Suppose there is a specific disease and a company is trying to make a kit which can detect it, and the probability of such case is as below. ( "+" indicates that the kit has showed positive.)
got Disease | did not get Disease | |
---|---|---|
+ | .009 | .099 |
- | .001 | .891 |
Then, the equations go
P(+|D)= 0.9 [which indicates that the performance of the kit is decent in the perspective of the company];
yet, P(D|+)= 0.083 [which indicates that an individual who got the positive result do not have any reasonable evidence to believe she actually has a disease.]
I understand that this dilemma appeared because of the huge asymmetry between the probabilities, and I can grasp it mathematically by using diagrams. In addition, one might say that the probability of getting disease is updated and increased from .009 to .083 due to the happening of event (+).
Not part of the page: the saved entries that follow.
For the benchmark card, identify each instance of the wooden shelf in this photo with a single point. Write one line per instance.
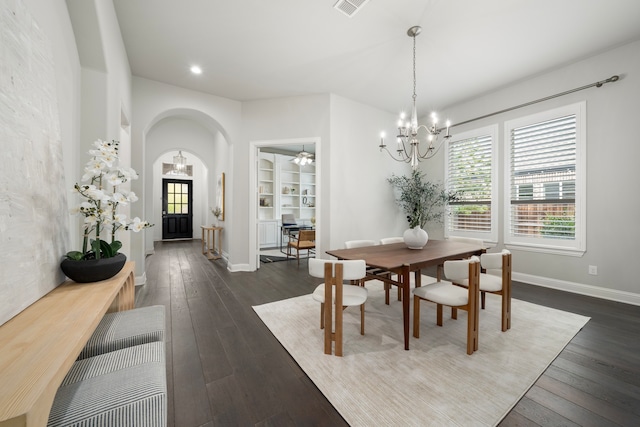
(39, 345)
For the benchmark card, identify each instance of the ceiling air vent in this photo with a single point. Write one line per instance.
(350, 7)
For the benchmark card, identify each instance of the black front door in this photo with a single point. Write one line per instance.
(177, 216)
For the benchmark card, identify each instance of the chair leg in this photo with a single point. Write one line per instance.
(416, 317)
(506, 312)
(338, 331)
(439, 315)
(472, 327)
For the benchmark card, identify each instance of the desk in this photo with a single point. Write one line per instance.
(398, 259)
(210, 241)
(39, 345)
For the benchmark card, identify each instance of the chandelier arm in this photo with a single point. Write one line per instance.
(433, 150)
(405, 159)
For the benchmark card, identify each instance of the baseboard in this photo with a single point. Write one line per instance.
(579, 288)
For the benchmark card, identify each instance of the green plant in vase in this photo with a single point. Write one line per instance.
(102, 196)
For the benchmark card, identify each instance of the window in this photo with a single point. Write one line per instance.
(544, 167)
(471, 165)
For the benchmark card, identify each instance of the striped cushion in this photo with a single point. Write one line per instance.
(125, 329)
(122, 388)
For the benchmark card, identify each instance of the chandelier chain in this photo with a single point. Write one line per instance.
(414, 70)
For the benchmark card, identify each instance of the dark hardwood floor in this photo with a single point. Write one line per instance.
(225, 368)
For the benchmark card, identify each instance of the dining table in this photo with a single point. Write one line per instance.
(398, 259)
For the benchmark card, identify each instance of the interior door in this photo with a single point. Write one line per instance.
(177, 209)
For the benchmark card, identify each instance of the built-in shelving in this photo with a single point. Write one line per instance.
(283, 188)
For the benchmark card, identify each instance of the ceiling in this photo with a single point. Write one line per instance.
(257, 49)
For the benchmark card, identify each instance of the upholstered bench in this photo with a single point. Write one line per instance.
(127, 328)
(125, 387)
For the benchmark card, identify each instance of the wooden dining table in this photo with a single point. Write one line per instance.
(398, 259)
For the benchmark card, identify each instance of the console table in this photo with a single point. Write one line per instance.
(209, 239)
(39, 345)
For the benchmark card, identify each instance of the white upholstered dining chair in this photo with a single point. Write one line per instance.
(446, 293)
(339, 295)
(495, 280)
(350, 244)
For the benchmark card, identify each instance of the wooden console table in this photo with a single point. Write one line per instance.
(210, 241)
(39, 345)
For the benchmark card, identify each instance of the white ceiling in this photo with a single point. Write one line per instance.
(256, 49)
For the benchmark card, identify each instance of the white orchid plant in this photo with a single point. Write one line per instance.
(102, 196)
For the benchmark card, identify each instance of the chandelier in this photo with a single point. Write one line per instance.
(303, 158)
(179, 164)
(408, 149)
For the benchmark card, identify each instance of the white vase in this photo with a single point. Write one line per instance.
(415, 238)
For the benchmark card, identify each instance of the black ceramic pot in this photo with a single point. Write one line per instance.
(93, 270)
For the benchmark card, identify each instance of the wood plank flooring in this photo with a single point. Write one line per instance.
(224, 367)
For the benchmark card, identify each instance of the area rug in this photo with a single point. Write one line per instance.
(435, 383)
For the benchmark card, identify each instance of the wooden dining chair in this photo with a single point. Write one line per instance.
(340, 296)
(350, 244)
(444, 293)
(495, 278)
(305, 241)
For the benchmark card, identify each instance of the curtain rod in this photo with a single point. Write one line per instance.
(596, 84)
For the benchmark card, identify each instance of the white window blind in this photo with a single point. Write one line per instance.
(470, 167)
(543, 165)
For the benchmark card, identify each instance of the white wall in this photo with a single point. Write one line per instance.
(206, 151)
(47, 132)
(193, 111)
(612, 156)
(105, 99)
(363, 202)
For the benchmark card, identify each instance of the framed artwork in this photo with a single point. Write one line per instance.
(220, 196)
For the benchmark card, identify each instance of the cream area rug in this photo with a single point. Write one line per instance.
(435, 383)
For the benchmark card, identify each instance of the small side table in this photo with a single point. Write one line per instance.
(210, 234)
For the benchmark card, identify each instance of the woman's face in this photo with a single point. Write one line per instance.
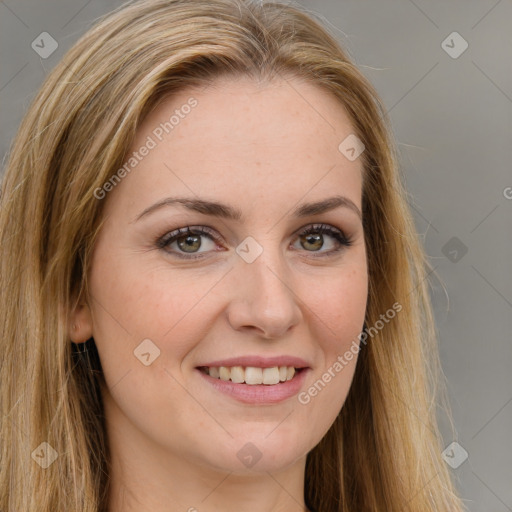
(252, 292)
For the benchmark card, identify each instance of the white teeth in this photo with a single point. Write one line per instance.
(270, 375)
(253, 375)
(237, 374)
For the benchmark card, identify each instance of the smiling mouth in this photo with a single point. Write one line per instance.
(252, 375)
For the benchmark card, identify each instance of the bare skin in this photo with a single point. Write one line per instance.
(176, 440)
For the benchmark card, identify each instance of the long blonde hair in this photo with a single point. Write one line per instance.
(383, 452)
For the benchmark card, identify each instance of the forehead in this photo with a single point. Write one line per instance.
(243, 142)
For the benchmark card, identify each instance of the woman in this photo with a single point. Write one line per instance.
(212, 293)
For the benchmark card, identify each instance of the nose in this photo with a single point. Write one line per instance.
(263, 298)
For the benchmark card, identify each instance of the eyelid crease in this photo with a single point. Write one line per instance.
(316, 228)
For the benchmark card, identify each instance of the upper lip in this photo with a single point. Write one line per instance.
(259, 362)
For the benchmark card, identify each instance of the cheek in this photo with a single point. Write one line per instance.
(132, 303)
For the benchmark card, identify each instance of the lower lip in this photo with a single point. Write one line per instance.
(258, 393)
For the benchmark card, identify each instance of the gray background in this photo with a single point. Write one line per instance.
(452, 118)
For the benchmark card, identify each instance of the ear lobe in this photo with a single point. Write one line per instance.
(80, 324)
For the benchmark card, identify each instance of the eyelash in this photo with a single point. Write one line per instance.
(167, 239)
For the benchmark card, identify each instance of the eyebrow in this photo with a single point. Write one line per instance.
(225, 211)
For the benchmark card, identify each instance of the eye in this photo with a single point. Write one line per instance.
(187, 241)
(312, 239)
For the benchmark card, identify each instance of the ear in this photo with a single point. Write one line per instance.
(80, 324)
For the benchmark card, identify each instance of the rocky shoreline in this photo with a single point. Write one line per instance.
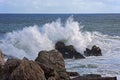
(49, 65)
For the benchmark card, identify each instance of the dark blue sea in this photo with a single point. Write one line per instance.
(24, 35)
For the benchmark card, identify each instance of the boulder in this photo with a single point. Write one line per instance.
(54, 61)
(27, 70)
(95, 51)
(68, 52)
(15, 69)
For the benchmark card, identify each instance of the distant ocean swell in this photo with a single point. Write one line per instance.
(30, 40)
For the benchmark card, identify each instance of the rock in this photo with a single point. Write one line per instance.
(73, 74)
(54, 60)
(92, 75)
(68, 52)
(2, 62)
(49, 71)
(8, 68)
(95, 51)
(94, 78)
(27, 70)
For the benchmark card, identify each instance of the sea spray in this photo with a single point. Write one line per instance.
(30, 40)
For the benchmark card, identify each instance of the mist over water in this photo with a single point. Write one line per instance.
(27, 42)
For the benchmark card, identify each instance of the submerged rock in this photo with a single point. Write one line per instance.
(54, 60)
(68, 51)
(95, 51)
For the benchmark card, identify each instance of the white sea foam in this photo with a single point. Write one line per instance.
(29, 41)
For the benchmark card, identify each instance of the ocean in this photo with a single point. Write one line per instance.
(24, 35)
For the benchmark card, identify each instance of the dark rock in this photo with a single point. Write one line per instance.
(27, 70)
(54, 60)
(95, 51)
(49, 71)
(94, 78)
(92, 75)
(68, 52)
(73, 74)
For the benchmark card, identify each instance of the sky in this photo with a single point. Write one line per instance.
(59, 6)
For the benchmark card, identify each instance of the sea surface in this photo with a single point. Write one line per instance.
(24, 35)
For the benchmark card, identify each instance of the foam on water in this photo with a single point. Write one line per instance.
(29, 41)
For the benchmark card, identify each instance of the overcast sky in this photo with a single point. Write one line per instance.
(59, 6)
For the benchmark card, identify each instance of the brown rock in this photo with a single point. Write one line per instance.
(54, 60)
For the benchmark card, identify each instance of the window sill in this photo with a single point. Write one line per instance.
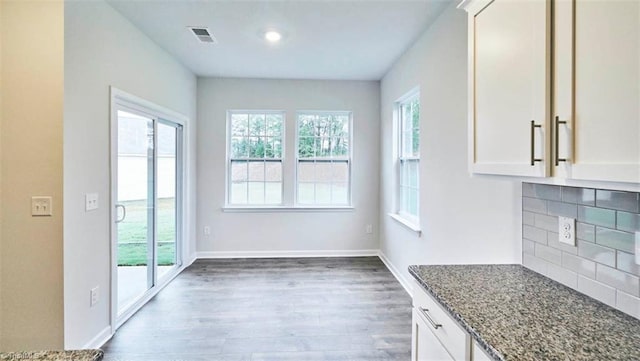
(259, 209)
(407, 224)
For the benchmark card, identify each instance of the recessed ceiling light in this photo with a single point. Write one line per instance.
(272, 36)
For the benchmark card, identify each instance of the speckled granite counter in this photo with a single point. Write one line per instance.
(76, 355)
(517, 314)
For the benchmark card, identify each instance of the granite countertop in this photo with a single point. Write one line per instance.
(74, 355)
(517, 314)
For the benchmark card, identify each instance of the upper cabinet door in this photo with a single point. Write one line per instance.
(509, 80)
(597, 89)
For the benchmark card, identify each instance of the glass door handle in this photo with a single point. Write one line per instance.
(124, 212)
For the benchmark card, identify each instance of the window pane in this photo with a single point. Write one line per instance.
(323, 193)
(238, 193)
(340, 172)
(404, 203)
(256, 147)
(256, 192)
(273, 171)
(412, 208)
(276, 148)
(323, 149)
(256, 171)
(306, 193)
(238, 171)
(306, 146)
(239, 125)
(339, 147)
(404, 174)
(306, 172)
(340, 193)
(412, 173)
(239, 147)
(274, 125)
(273, 192)
(324, 173)
(257, 125)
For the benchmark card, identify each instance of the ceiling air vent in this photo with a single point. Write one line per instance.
(203, 34)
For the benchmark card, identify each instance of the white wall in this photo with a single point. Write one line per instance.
(290, 232)
(464, 219)
(31, 277)
(103, 49)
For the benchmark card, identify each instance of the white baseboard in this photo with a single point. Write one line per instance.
(394, 271)
(286, 254)
(100, 339)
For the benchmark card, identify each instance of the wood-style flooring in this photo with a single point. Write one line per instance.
(332, 309)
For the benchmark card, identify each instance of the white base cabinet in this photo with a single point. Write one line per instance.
(436, 336)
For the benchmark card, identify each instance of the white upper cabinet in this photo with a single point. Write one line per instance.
(597, 89)
(509, 76)
(576, 74)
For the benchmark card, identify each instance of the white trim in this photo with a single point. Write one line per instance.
(258, 209)
(287, 254)
(101, 338)
(403, 281)
(408, 224)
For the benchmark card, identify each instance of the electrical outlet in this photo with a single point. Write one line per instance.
(368, 228)
(41, 206)
(91, 201)
(95, 295)
(567, 230)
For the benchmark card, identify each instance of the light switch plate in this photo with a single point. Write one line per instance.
(638, 248)
(41, 206)
(91, 201)
(567, 230)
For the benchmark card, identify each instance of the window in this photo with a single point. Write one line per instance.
(255, 157)
(324, 158)
(409, 156)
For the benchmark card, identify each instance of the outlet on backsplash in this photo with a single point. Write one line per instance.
(567, 230)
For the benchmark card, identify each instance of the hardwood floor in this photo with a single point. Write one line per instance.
(331, 309)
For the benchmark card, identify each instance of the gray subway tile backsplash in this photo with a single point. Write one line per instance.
(601, 264)
(586, 232)
(622, 201)
(618, 279)
(584, 196)
(597, 216)
(623, 241)
(597, 253)
(629, 222)
(562, 209)
(626, 262)
(580, 265)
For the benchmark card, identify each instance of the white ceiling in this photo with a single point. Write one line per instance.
(323, 39)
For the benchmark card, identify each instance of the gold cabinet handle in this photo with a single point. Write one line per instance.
(557, 141)
(533, 142)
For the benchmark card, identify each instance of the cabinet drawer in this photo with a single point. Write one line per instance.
(452, 336)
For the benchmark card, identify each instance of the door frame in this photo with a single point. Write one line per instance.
(159, 114)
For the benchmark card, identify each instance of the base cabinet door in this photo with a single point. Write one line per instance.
(425, 346)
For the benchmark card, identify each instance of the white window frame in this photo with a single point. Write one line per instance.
(347, 159)
(229, 160)
(408, 219)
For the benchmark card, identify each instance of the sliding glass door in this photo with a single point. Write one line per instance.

However, considering that social science needs to interpret the numeric statistical results into a logical and intuitive explanations, the latter result to me is utterly unexplainable.
While the former result implies to the kit manufacturer that they have invented reliable kit, the latter - which is what we as individuals face - may intuitively tell people - say, those who are diagnosed positive with COVID test - that the possibility that they actually got infected is under 10%. On the basis of this explanation, perhaps there is no need for one to think that they should be hospitalized or get medically treated just because they got + sign on their kit.
Can this gap between mathematical result and logical(i.e. intuitive) explaination be harmonized?